# GFCI outlet



## powerpro (Apr 24, 2011)

Hi,
I`m trying to install driveway lights.There are three outlets in the garage one on the ceiling (garage door opener) and two on the wall.All outlets in the garage are on a 20amp circuit breaker.I`m assuming the ceiling outlet is the first from the beginning of the circuit.Then it goes to the wall outlet (second Box) which is  a GFCI (Ground Fault Circuit Interrupter) also known as GFI.The reason I know that all three outlets are on one breaker.Because I turned off the breaker and I test the outlets with a outlet plug in tester.Then later when I turned it back on I tested the GFI  I noticed that the GFI is protecting only one standard outlet (third box). The ceiling outlet was still on when I had the tester plugged.Which means the ceiling outlet is at the beginning of the circuit before the GFI.

I would like to put a single Extension ring on the GFI outlet.I`m thinking of running BX cable 12-3 from the conduit box (GFI).Then run the BX cable to a 1900 conduit box for junction drill a hole through the wall all the way until I see sun light.
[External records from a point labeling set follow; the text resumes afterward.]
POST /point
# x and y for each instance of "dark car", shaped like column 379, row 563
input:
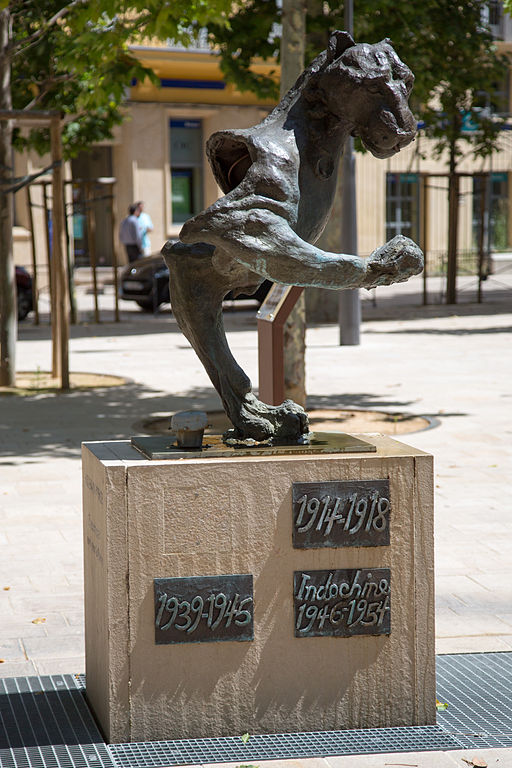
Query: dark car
column 23, row 292
column 146, row 282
For an outdoor waterproof outlet/cover to plug the power packs transformers that comes with the driveway lights.There are going to be two junction boxes from inside of the garage with a hole thru the wall until the outside wall.A conduit pipe in between the junction box and the outdoor outlet box.Two junction boxes for two locations one at the front of the garage and side for both sides of the driveway.
Because I have more than twenty lights on the driveway that I`m working on I need the two outdoor GFI outlets.The power packs that came with the lights have 88 watts Max.So I bought two that will be enough for a 4watt bulb on ea.I was working for an electrician about a little over two years in NJ before I moved to PA.I never had to work on low Voltages driveway lights before.I would like to see if anyone has any opinion on this whole thing.So now there will be four outlets protected by the GFI including the GFI.NOT the ceiling outlet.Do I have to put a switch for the outdoor outlets?

  Thanks for reading.


----------